De la découverte de l’escalade au 8C bloc : étapes clefs et déclics
« Mes débuts ne sont pas très originaux, j’ai commencé à l’UNSS, au collège. Je viens de Pertuis, dans le Sud, et on nous amenait en falaise le mercredi aprem, mais ça s’arrêtait là, je n’étais pas plus passionné que ça. Une fois, un prof qui trouvait que je me débrouillais bien m’a pris pour une compétition en équipe et j’ai eu l’occasion de sympathiser avec les frères Tribout qui étaient dans mon collège, déjà super-forts et à fond dans l’escalade. Via mon amitié avec eux, je me suis peu à peu intégré dans le milieu et je suis immédiatement devenu passionné. Je me suis inscrit au club de grimpe du coin puis j’ai rejoint le club plein d’émulation de l’AS Grimper, coaché par Gérôme Pouvreau.

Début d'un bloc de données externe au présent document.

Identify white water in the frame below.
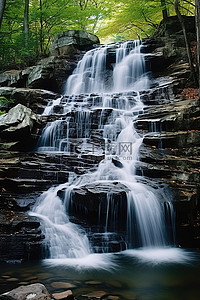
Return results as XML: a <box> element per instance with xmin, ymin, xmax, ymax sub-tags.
<box><xmin>30</xmin><ymin>41</ymin><xmax>186</xmax><ymax>264</ymax></box>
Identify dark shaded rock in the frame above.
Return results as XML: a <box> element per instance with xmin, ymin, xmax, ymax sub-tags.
<box><xmin>112</xmin><ymin>158</ymin><xmax>123</xmax><ymax>168</ymax></box>
<box><xmin>0</xmin><ymin>283</ymin><xmax>51</xmax><ymax>300</ymax></box>
<box><xmin>143</xmin><ymin>130</ymin><xmax>200</xmax><ymax>149</ymax></box>
<box><xmin>0</xmin><ymin>87</ymin><xmax>60</xmax><ymax>114</ymax></box>
<box><xmin>27</xmin><ymin>56</ymin><xmax>80</xmax><ymax>94</ymax></box>
<box><xmin>58</xmin><ymin>182</ymin><xmax>129</xmax><ymax>230</ymax></box>
<box><xmin>0</xmin><ymin>68</ymin><xmax>34</xmax><ymax>88</ymax></box>
<box><xmin>143</xmin><ymin>17</ymin><xmax>196</xmax><ymax>86</ymax></box>
<box><xmin>0</xmin><ymin>104</ymin><xmax>41</xmax><ymax>151</ymax></box>
<box><xmin>137</xmin><ymin>98</ymin><xmax>200</xmax><ymax>247</ymax></box>
<box><xmin>154</xmin><ymin>15</ymin><xmax>195</xmax><ymax>38</ymax></box>
<box><xmin>0</xmin><ymin>210</ymin><xmax>43</xmax><ymax>262</ymax></box>
<box><xmin>0</xmin><ymin>57</ymin><xmax>79</xmax><ymax>94</ymax></box>
<box><xmin>89</xmin><ymin>232</ymin><xmax>127</xmax><ymax>253</ymax></box>
<box><xmin>136</xmin><ymin>99</ymin><xmax>200</xmax><ymax>132</ymax></box>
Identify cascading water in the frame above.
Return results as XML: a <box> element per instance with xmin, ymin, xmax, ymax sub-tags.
<box><xmin>31</xmin><ymin>40</ymin><xmax>177</xmax><ymax>261</ymax></box>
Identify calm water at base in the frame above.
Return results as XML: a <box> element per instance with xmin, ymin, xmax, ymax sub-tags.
<box><xmin>0</xmin><ymin>248</ymin><xmax>200</xmax><ymax>300</ymax></box>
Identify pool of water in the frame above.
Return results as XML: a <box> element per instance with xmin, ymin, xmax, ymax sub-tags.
<box><xmin>0</xmin><ymin>248</ymin><xmax>200</xmax><ymax>300</ymax></box>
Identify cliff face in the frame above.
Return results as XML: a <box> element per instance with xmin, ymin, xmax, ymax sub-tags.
<box><xmin>0</xmin><ymin>21</ymin><xmax>199</xmax><ymax>262</ymax></box>
<box><xmin>137</xmin><ymin>16</ymin><xmax>200</xmax><ymax>247</ymax></box>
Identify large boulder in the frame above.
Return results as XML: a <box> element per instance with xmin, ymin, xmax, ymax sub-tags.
<box><xmin>0</xmin><ymin>68</ymin><xmax>35</xmax><ymax>88</ymax></box>
<box><xmin>154</xmin><ymin>15</ymin><xmax>195</xmax><ymax>38</ymax></box>
<box><xmin>50</xmin><ymin>30</ymin><xmax>100</xmax><ymax>56</ymax></box>
<box><xmin>58</xmin><ymin>182</ymin><xmax>129</xmax><ymax>227</ymax></box>
<box><xmin>0</xmin><ymin>104</ymin><xmax>42</xmax><ymax>141</ymax></box>
<box><xmin>0</xmin><ymin>283</ymin><xmax>51</xmax><ymax>300</ymax></box>
<box><xmin>0</xmin><ymin>58</ymin><xmax>77</xmax><ymax>93</ymax></box>
<box><xmin>26</xmin><ymin>56</ymin><xmax>78</xmax><ymax>93</ymax></box>
<box><xmin>0</xmin><ymin>87</ymin><xmax>59</xmax><ymax>113</ymax></box>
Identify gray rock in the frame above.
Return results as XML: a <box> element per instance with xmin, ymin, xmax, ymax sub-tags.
<box><xmin>0</xmin><ymin>283</ymin><xmax>51</xmax><ymax>300</ymax></box>
<box><xmin>27</xmin><ymin>56</ymin><xmax>60</xmax><ymax>90</ymax></box>
<box><xmin>0</xmin><ymin>57</ymin><xmax>78</xmax><ymax>94</ymax></box>
<box><xmin>0</xmin><ymin>104</ymin><xmax>42</xmax><ymax>140</ymax></box>
<box><xmin>26</xmin><ymin>55</ymin><xmax>81</xmax><ymax>93</ymax></box>
<box><xmin>0</xmin><ymin>68</ymin><xmax>34</xmax><ymax>88</ymax></box>
<box><xmin>50</xmin><ymin>30</ymin><xmax>100</xmax><ymax>56</ymax></box>
<box><xmin>0</xmin><ymin>87</ymin><xmax>59</xmax><ymax>113</ymax></box>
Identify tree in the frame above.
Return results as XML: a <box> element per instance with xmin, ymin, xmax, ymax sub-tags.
<box><xmin>0</xmin><ymin>0</ymin><xmax>6</xmax><ymax>29</ymax></box>
<box><xmin>161</xmin><ymin>0</ymin><xmax>168</xmax><ymax>19</ymax></box>
<box><xmin>24</xmin><ymin>0</ymin><xmax>29</xmax><ymax>47</ymax></box>
<box><xmin>97</xmin><ymin>0</ymin><xmax>164</xmax><ymax>41</ymax></box>
<box><xmin>174</xmin><ymin>0</ymin><xmax>197</xmax><ymax>86</ymax></box>
<box><xmin>195</xmin><ymin>0</ymin><xmax>200</xmax><ymax>96</ymax></box>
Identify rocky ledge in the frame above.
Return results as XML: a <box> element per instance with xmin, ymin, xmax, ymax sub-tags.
<box><xmin>0</xmin><ymin>30</ymin><xmax>100</xmax><ymax>94</ymax></box>
<box><xmin>136</xmin><ymin>98</ymin><xmax>200</xmax><ymax>247</ymax></box>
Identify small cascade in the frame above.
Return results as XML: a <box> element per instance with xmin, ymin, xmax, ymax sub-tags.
<box><xmin>31</xmin><ymin>40</ymin><xmax>177</xmax><ymax>260</ymax></box>
<box><xmin>126</xmin><ymin>187</ymin><xmax>167</xmax><ymax>248</ymax></box>
<box><xmin>30</xmin><ymin>187</ymin><xmax>91</xmax><ymax>258</ymax></box>
<box><xmin>65</xmin><ymin>46</ymin><xmax>108</xmax><ymax>94</ymax></box>
<box><xmin>113</xmin><ymin>41</ymin><xmax>148</xmax><ymax>92</ymax></box>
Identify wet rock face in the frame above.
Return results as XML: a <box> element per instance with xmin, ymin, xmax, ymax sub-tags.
<box><xmin>26</xmin><ymin>56</ymin><xmax>81</xmax><ymax>94</ymax></box>
<box><xmin>136</xmin><ymin>99</ymin><xmax>200</xmax><ymax>247</ymax></box>
<box><xmin>57</xmin><ymin>182</ymin><xmax>129</xmax><ymax>253</ymax></box>
<box><xmin>58</xmin><ymin>182</ymin><xmax>129</xmax><ymax>227</ymax></box>
<box><xmin>0</xmin><ymin>210</ymin><xmax>43</xmax><ymax>262</ymax></box>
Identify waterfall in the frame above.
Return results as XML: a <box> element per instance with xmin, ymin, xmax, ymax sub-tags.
<box><xmin>31</xmin><ymin>41</ymin><xmax>176</xmax><ymax>260</ymax></box>
<box><xmin>30</xmin><ymin>187</ymin><xmax>91</xmax><ymax>258</ymax></box>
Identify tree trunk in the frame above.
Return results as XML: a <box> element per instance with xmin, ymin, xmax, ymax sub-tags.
<box><xmin>0</xmin><ymin>0</ymin><xmax>6</xmax><ymax>30</ymax></box>
<box><xmin>161</xmin><ymin>0</ymin><xmax>168</xmax><ymax>20</ymax></box>
<box><xmin>174</xmin><ymin>0</ymin><xmax>198</xmax><ymax>87</ymax></box>
<box><xmin>195</xmin><ymin>0</ymin><xmax>200</xmax><ymax>97</ymax></box>
<box><xmin>24</xmin><ymin>0</ymin><xmax>29</xmax><ymax>47</ymax></box>
<box><xmin>39</xmin><ymin>0</ymin><xmax>44</xmax><ymax>53</ymax></box>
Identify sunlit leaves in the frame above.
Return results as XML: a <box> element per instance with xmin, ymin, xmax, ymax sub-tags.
<box><xmin>97</xmin><ymin>0</ymin><xmax>196</xmax><ymax>41</ymax></box>
<box><xmin>0</xmin><ymin>0</ymin><xmax>197</xmax><ymax>69</ymax></box>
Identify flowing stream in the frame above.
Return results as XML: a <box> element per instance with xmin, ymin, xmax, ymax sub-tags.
<box><xmin>30</xmin><ymin>40</ymin><xmax>186</xmax><ymax>264</ymax></box>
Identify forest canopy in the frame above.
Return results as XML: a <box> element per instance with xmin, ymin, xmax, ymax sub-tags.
<box><xmin>0</xmin><ymin>0</ymin><xmax>196</xmax><ymax>70</ymax></box>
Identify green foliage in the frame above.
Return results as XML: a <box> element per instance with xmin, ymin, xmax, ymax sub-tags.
<box><xmin>0</xmin><ymin>31</ymin><xmax>39</xmax><ymax>70</ymax></box>
<box><xmin>0</xmin><ymin>96</ymin><xmax>14</xmax><ymax>107</ymax></box>
<box><xmin>97</xmin><ymin>0</ymin><xmax>196</xmax><ymax>41</ymax></box>
<box><xmin>0</xmin><ymin>0</ymin><xmax>113</xmax><ymax>70</ymax></box>
<box><xmin>0</xmin><ymin>0</ymin><xmax>196</xmax><ymax>70</ymax></box>
<box><xmin>0</xmin><ymin>96</ymin><xmax>14</xmax><ymax>114</ymax></box>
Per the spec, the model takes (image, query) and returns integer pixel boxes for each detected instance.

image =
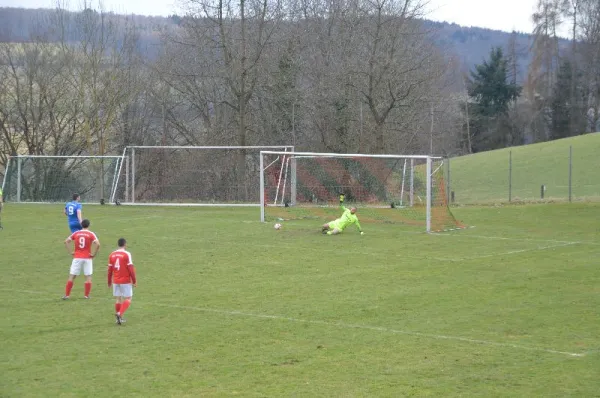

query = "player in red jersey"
[62,219,100,299]
[107,238,137,325]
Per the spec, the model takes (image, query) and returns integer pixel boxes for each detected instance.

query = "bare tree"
[0,42,90,156]
[0,4,146,199]
[354,0,443,153]
[525,0,566,141]
[55,8,142,150]
[154,33,224,145]
[577,0,600,131]
[0,41,93,199]
[168,0,286,145]
[529,0,564,99]
[294,0,450,154]
[292,0,364,152]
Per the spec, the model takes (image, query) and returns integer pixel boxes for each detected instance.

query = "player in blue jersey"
[65,193,83,233]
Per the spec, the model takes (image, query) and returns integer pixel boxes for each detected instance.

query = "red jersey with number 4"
[108,249,136,284]
[70,230,99,259]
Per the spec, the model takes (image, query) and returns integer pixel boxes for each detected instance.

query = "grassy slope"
[448,132,600,204]
[1,203,599,397]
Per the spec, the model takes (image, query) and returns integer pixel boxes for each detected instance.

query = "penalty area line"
[256,241,581,262]
[4,288,585,358]
[431,233,599,246]
[143,302,586,358]
[440,241,580,262]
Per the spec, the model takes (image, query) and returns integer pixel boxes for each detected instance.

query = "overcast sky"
[0,0,540,34]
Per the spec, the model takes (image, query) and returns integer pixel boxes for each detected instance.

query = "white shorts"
[69,259,93,276]
[113,284,133,298]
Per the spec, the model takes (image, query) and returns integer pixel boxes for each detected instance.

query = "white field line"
[438,241,581,262]
[126,234,583,263]
[431,233,600,246]
[5,227,581,265]
[13,226,588,264]
[315,241,580,262]
[1,288,585,358]
[147,303,586,358]
[191,237,584,262]
[240,240,590,262]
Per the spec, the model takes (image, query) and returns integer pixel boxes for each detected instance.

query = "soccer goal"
[2,155,123,203]
[110,145,294,205]
[259,151,463,232]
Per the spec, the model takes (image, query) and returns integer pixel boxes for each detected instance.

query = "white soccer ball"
[274,223,282,230]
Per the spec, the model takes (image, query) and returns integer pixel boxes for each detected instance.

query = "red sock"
[65,280,74,297]
[120,299,131,316]
[115,303,122,314]
[84,282,92,297]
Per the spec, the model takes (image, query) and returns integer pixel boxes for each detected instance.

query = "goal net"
[111,146,294,205]
[260,151,463,232]
[2,156,123,203]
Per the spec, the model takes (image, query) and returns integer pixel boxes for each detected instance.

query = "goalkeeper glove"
[339,193,345,203]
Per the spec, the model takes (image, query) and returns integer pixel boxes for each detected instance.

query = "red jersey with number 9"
[108,249,135,284]
[70,230,99,259]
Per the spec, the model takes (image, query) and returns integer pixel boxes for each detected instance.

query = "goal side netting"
[110,146,294,205]
[259,151,464,232]
[2,156,123,203]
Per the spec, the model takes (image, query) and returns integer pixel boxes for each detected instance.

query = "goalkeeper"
[321,194,364,235]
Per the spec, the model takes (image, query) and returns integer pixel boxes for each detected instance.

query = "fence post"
[125,155,130,203]
[569,145,572,202]
[131,147,136,204]
[508,150,512,202]
[17,156,21,203]
[447,157,451,204]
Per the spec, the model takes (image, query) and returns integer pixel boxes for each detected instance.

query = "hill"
[0,7,570,82]
[424,20,544,84]
[447,133,600,204]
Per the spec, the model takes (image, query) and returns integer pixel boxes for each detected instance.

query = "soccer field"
[1,203,599,396]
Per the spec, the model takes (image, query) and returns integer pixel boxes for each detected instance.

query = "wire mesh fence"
[446,139,600,205]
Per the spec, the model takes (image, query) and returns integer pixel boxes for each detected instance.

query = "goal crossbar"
[129,146,294,150]
[260,151,441,160]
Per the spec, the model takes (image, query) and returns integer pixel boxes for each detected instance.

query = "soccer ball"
[274,223,282,230]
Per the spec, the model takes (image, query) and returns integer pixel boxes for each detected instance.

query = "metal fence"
[446,142,600,205]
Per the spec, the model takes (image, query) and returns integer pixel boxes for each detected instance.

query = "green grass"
[448,132,600,204]
[1,203,599,397]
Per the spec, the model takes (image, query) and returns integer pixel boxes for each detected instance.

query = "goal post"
[111,145,294,205]
[2,155,124,203]
[259,151,463,232]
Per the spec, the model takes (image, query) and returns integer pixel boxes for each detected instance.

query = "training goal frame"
[2,155,124,203]
[109,145,294,205]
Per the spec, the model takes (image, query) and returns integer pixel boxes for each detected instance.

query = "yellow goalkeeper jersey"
[335,206,362,231]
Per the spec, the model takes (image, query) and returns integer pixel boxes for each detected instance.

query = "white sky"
[1,0,540,34]
[425,0,538,34]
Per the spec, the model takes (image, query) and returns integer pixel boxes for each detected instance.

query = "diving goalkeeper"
[321,194,364,235]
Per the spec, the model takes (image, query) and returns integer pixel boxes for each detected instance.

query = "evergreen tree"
[466,47,522,152]
[551,60,573,139]
[551,59,588,139]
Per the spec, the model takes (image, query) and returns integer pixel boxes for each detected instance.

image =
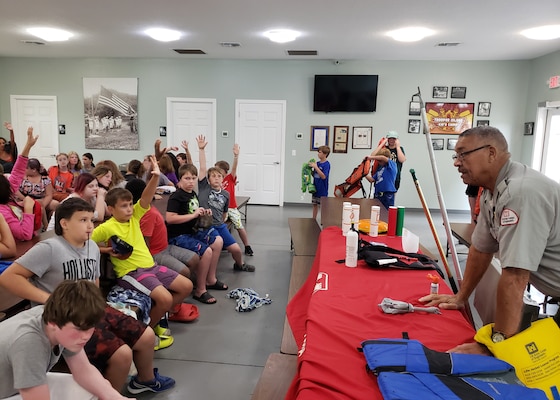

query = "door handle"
[273,161,280,165]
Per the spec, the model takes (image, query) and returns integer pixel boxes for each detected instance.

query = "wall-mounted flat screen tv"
[313,75,378,112]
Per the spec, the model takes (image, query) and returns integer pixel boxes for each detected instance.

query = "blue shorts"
[192,227,220,245]
[214,223,237,248]
[169,234,209,256]
[118,264,179,295]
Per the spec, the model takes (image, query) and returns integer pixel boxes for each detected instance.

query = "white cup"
[401,228,419,253]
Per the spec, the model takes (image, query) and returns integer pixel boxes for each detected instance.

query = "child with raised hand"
[166,139,226,305]
[91,155,194,329]
[215,143,254,256]
[0,126,42,240]
[198,136,255,272]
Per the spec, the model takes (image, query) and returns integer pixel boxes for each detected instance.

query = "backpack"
[333,157,373,198]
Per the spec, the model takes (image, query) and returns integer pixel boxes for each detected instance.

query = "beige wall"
[1,54,554,209]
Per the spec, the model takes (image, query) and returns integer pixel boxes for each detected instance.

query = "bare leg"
[148,286,173,328]
[206,236,223,284]
[104,345,132,390]
[193,249,212,298]
[312,204,319,219]
[228,243,244,266]
[237,227,250,247]
[132,327,157,382]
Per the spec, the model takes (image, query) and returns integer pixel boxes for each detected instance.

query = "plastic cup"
[401,228,419,253]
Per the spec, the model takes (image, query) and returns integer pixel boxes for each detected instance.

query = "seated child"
[215,143,254,256]
[166,145,226,305]
[0,197,175,394]
[197,136,255,272]
[91,156,193,330]
[0,280,131,400]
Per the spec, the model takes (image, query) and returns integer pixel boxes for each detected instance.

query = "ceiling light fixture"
[27,27,73,42]
[264,29,300,43]
[145,28,181,42]
[387,27,435,42]
[521,25,560,40]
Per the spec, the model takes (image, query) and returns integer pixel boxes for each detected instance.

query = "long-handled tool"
[410,168,458,294]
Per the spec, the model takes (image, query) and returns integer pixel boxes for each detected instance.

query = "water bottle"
[342,203,352,236]
[345,220,359,268]
[369,206,380,237]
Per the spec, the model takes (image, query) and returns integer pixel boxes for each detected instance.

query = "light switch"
[292,149,296,156]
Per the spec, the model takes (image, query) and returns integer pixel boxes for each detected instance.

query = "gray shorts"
[153,245,197,273]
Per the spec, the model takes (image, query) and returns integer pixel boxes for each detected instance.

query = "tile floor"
[136,203,499,399]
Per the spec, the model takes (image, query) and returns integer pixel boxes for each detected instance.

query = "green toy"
[301,158,316,193]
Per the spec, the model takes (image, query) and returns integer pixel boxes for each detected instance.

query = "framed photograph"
[477,102,491,117]
[310,126,329,151]
[159,126,167,137]
[432,86,448,99]
[333,125,349,153]
[58,124,66,135]
[447,138,458,150]
[408,119,421,134]
[409,101,421,116]
[432,138,444,151]
[352,126,373,149]
[524,122,534,136]
[477,120,490,127]
[451,86,467,99]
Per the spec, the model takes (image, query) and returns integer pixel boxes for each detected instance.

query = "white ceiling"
[1,0,560,61]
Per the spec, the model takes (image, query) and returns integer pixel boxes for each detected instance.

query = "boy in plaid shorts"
[215,143,254,256]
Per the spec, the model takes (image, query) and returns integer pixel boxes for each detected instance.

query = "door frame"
[10,94,59,164]
[166,97,217,164]
[235,99,286,206]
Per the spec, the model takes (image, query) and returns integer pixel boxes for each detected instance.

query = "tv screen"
[313,75,378,112]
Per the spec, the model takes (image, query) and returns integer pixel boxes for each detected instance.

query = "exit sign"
[549,75,560,89]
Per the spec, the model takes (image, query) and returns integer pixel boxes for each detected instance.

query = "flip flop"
[193,291,217,304]
[168,303,200,322]
[206,279,228,290]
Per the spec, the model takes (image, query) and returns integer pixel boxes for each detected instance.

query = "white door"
[166,98,216,167]
[10,95,59,167]
[541,107,560,183]
[235,100,286,205]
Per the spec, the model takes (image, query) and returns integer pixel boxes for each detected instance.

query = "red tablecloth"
[285,226,476,400]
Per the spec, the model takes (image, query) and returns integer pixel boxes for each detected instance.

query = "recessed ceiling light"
[264,29,300,43]
[387,27,435,42]
[145,28,181,42]
[521,25,560,40]
[27,27,73,42]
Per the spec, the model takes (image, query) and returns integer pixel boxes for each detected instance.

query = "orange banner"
[425,102,474,134]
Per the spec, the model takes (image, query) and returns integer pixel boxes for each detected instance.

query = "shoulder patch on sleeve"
[500,208,519,226]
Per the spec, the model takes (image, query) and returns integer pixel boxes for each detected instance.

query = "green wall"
[0,55,551,209]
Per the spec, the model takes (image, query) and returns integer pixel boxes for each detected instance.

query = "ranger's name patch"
[500,208,519,226]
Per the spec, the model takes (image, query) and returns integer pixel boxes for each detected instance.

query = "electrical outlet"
[221,131,229,138]
[296,132,303,140]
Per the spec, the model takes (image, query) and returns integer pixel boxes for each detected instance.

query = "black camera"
[110,235,133,255]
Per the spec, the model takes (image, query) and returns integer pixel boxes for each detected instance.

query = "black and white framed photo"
[451,86,467,99]
[58,124,66,135]
[477,102,491,117]
[408,119,420,134]
[432,138,444,151]
[159,126,167,137]
[477,120,490,127]
[432,86,448,99]
[409,101,421,116]
[524,122,534,136]
[447,138,458,150]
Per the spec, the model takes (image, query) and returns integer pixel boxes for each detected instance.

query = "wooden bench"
[288,218,321,256]
[281,256,314,355]
[251,353,297,400]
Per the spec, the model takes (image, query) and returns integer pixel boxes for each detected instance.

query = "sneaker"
[154,334,174,351]
[154,324,171,337]
[127,368,176,394]
[233,262,255,272]
[244,245,254,256]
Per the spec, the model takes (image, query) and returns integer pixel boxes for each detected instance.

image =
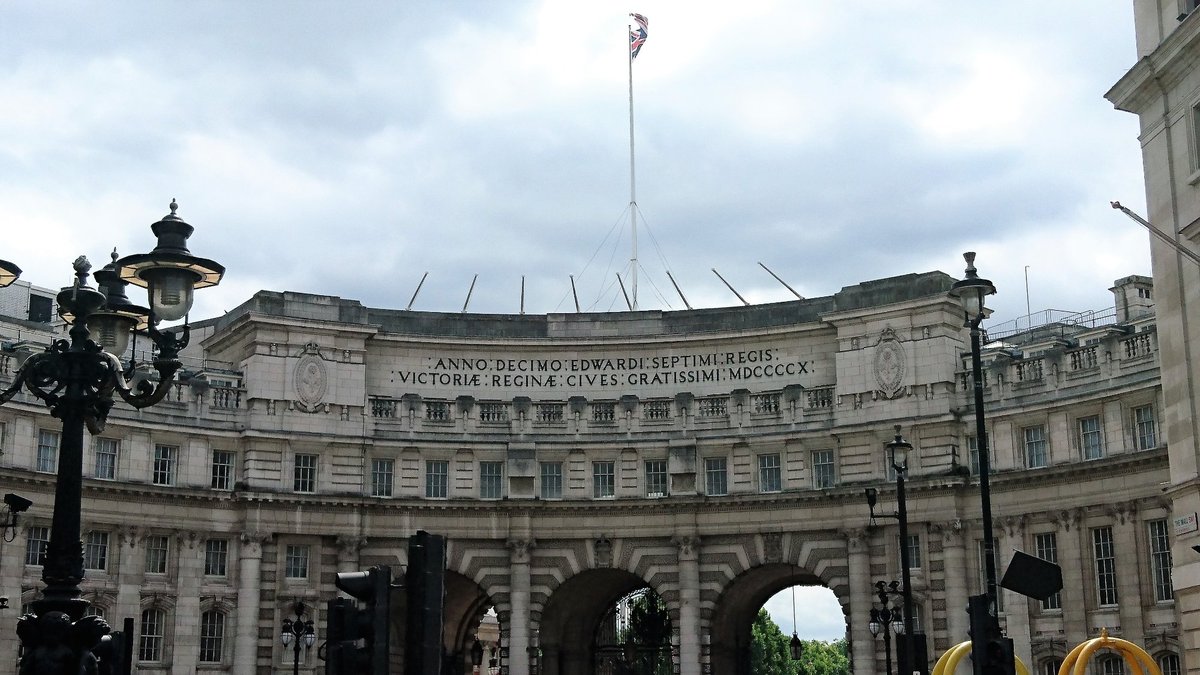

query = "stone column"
[674,534,702,675]
[507,538,535,675]
[937,521,970,645]
[172,531,203,675]
[845,529,875,675]
[1055,509,1088,648]
[1113,502,1147,644]
[113,526,143,625]
[1001,517,1032,669]
[234,532,269,674]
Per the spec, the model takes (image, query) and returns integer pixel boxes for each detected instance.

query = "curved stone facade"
[0,270,1174,674]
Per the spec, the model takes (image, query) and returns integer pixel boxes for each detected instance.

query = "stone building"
[1108,3,1200,673]
[0,269,1175,674]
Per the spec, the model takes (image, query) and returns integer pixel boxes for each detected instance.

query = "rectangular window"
[898,534,921,569]
[1134,405,1158,450]
[153,444,177,486]
[138,608,165,662]
[593,461,615,498]
[371,459,395,497]
[645,460,668,498]
[758,454,782,493]
[204,539,228,576]
[1093,526,1119,606]
[284,544,309,579]
[94,437,118,480]
[812,450,835,488]
[1149,519,1174,603]
[1079,416,1103,460]
[967,435,980,475]
[426,460,449,498]
[1023,425,1048,468]
[480,461,504,499]
[83,531,109,571]
[25,526,49,566]
[144,535,169,574]
[211,450,234,490]
[705,458,728,496]
[37,429,59,473]
[199,610,225,663]
[293,453,317,493]
[1035,532,1062,610]
[540,462,563,499]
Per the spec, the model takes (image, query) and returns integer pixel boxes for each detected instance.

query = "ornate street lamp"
[884,429,917,675]
[868,581,904,675]
[1,201,224,675]
[280,601,317,675]
[948,253,999,606]
[0,259,20,288]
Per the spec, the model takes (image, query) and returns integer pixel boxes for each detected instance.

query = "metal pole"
[883,618,893,675]
[896,473,916,674]
[970,324,1000,606]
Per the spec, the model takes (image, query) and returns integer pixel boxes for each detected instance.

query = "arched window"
[1099,656,1126,675]
[1159,653,1181,675]
[199,610,225,663]
[1040,658,1062,675]
[84,605,106,619]
[139,608,166,662]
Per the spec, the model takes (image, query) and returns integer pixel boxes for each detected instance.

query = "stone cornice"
[1107,15,1200,114]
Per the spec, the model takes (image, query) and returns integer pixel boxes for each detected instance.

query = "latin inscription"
[390,348,813,390]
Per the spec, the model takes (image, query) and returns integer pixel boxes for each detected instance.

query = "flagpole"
[627,21,638,311]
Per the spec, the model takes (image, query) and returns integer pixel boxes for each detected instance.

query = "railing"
[752,393,780,414]
[1123,333,1153,359]
[370,398,397,419]
[1069,346,1098,371]
[697,397,728,417]
[536,403,564,423]
[985,307,1119,344]
[1015,359,1044,383]
[479,403,508,423]
[209,386,241,410]
[643,400,671,421]
[425,401,451,422]
[592,402,616,423]
[806,387,833,409]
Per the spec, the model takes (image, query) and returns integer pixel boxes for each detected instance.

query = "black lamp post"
[948,253,999,606]
[1,201,224,675]
[865,428,918,675]
[868,581,904,675]
[280,600,316,675]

Sans entraînement très cadré, c’est-à-dire en grimpant 2 ou 3 fois par semaine et en faisant toujours un maximum de falaise, j’ai progressé peu à peu et mon assiduité pour les compétitions m’a permis, vers 18 ans, d’intégrer le pôle France à Voiron. J’ai alors suivi un entraînement cadré et intensif, et je dois avouer que j’ai ressenti de gros effets positifs sur mes aptitudes physiques, j’ai à cette période quasi arrêté de grimper dehors. J’ai ensuite intégré le pôle de Fontainebleau. En parallèle, j’ai vécu dans cette période une grande frustration. D’un côté, je n’avais pas les résultats espérés en compétition, et de l’autre, je ne faisais plus ou presque de rocher. Or, c’était bien le caillou qui me faisait rêver. Ça a duré quelques années, je me suis posé beaucoup de questions et, à 23 ans (Clément en a aujourd’hui 26), j’ai décidé de m’entraîner tout seul. Je sais que certains grimpeurs se démotivent sans un coach qui les pousse mais, paradoxalement, cela a eu pour moi l’effet inverse : je me suis mis à croire à 100 % à ce que je faisais. J’ai continué les compétitions tout en intégrant des trips de bloc naturel et de la falaise à ma pratique. C’est un fonctionnement qui m’a permis en quelque sorte de me spécialiser en bloc et de progresser jusqu’à atteindre mon niveau actuel. J’ai alors arrêté progressivement la compétition sans aucune frustration. Pour résumer très largement, je pense qu’il y a eu 3 moments clefs dans ce parcours qui m’ont permis de « muter », comme on dit dans le jargon.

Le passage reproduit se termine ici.